Because this reef is near deep water, you should remember to look out into the water column for what may be passing by. In summer they are often many jellyfish, and in winter you might catch a glimpse of a migrating gray whale. Harbor seals and sea lions frequently accompany divers throughout the year.
Monterey charter boat skippers are often pressured by their passengers to head south to Carmel Bay and Big Sur. Yet, there is still most excellent diving to be found in the bay, if you know where to look. Next time you are on one of Monterey’s charter boats you might ask about Aumentos. 

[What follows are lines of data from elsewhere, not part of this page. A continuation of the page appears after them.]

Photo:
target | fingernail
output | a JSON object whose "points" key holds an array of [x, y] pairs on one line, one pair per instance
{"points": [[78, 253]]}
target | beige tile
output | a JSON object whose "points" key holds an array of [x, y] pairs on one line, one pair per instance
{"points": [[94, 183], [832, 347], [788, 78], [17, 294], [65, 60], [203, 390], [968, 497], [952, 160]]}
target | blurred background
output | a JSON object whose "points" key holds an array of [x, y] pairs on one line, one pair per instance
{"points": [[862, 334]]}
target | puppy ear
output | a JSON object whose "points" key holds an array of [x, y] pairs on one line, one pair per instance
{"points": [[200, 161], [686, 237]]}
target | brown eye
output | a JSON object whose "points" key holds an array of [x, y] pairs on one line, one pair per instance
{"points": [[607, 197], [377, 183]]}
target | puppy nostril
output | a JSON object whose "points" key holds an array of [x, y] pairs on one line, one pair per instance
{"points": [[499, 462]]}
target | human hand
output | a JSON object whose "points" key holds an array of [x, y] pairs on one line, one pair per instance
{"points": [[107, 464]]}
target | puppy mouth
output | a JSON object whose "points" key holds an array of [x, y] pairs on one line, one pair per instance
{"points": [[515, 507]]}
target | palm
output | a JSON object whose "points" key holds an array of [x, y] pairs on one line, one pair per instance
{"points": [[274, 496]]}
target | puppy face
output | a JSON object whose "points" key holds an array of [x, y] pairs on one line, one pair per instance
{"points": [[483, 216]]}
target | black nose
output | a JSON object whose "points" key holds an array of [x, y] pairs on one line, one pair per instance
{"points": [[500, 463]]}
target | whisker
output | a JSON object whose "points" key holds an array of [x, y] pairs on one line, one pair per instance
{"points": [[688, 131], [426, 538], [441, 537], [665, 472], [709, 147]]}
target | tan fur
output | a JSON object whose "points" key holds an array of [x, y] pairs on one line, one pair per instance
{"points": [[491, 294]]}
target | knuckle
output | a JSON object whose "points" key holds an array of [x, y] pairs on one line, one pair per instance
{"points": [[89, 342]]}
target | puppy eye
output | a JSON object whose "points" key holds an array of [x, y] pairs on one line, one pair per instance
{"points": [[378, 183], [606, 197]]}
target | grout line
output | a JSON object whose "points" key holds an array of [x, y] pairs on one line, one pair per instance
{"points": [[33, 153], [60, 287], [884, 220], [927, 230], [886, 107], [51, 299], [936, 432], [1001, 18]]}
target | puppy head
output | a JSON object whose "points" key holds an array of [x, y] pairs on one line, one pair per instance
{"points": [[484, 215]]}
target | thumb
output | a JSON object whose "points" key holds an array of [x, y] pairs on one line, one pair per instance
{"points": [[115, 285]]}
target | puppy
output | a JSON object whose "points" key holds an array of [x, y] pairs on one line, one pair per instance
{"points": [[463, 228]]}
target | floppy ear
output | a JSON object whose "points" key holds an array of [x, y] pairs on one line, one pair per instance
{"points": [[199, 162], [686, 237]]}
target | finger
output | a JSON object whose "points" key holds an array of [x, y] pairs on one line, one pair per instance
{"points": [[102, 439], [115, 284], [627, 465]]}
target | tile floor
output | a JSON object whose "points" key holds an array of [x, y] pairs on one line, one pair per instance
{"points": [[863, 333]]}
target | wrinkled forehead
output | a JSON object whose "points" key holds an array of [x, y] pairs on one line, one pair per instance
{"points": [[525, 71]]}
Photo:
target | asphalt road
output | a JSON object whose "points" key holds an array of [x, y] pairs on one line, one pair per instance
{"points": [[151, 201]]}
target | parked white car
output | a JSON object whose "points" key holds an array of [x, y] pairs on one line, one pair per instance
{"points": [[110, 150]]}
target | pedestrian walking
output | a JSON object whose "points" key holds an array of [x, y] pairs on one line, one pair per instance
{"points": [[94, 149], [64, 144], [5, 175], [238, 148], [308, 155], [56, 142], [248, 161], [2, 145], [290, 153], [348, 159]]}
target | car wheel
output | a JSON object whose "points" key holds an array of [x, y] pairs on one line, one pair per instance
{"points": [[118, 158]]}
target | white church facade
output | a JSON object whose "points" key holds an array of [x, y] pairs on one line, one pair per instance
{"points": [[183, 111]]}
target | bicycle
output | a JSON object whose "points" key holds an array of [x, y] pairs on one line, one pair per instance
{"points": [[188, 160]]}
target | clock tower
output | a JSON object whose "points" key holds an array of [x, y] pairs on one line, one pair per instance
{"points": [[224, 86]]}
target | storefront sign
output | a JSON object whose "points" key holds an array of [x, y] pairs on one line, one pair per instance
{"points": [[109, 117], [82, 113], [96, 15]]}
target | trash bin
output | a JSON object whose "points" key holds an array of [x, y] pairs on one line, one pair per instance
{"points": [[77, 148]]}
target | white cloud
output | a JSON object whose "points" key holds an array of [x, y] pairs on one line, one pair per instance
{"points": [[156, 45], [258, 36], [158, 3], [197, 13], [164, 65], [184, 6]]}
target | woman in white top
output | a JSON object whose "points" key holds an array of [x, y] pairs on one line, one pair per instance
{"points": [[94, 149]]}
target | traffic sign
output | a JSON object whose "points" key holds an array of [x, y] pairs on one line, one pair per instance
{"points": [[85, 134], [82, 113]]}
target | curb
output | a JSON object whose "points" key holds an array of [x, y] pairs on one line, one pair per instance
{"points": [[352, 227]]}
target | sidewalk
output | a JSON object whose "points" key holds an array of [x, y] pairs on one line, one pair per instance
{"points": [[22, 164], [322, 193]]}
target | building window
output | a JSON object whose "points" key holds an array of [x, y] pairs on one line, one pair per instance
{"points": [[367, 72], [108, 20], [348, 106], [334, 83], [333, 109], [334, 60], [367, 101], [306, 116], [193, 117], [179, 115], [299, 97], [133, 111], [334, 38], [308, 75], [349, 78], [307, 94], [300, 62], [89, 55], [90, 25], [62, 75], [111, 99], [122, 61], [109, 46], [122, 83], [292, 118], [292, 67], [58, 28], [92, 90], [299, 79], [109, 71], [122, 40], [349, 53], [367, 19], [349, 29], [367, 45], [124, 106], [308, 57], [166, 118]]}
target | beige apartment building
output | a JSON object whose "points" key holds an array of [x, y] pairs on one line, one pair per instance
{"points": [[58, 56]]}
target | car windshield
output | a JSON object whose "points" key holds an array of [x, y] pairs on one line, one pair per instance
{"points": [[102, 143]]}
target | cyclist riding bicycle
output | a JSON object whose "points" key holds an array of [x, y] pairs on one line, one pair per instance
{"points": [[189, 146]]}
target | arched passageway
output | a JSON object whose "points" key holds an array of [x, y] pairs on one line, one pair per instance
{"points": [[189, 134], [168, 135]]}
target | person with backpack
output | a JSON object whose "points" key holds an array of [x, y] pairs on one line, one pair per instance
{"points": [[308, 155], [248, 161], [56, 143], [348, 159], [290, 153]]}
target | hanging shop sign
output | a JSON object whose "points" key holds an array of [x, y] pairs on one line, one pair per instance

Location: approximately 1/2 mile offshore of Pacific Grove, Monterey Bay. To locate the reef start way out and line up the south side of the foot of Esplanade Street with the intersection of Esplanade Street and Shell Avenue (first fork in Esplanade). Motor on this lineup until the bottom begins to rise up. Those with GPS may find it at 36° 38.319′ N, 121° 55.273′ W.
Access: Boat dive only. Small boats may be launched from the Monterey Breakwater. This site is frequented by Monterey charter boat operators.  
Diving Depths: 40 to 90 feet.
Visibility:  15 to 50 feet.
Skill: Intermediate.
Conditions: Highly variable; usually moderate, sometimes strong currents; watch for boat traffic.
Hunting: Aumentos is part of the Pacific Grove Marine Gardens State Marine Conservation Area, where only finfish may be taken. 
Photography: Great wide angle for reef scenes, great macro for Corynactis, nudibranchs and other invertebrates.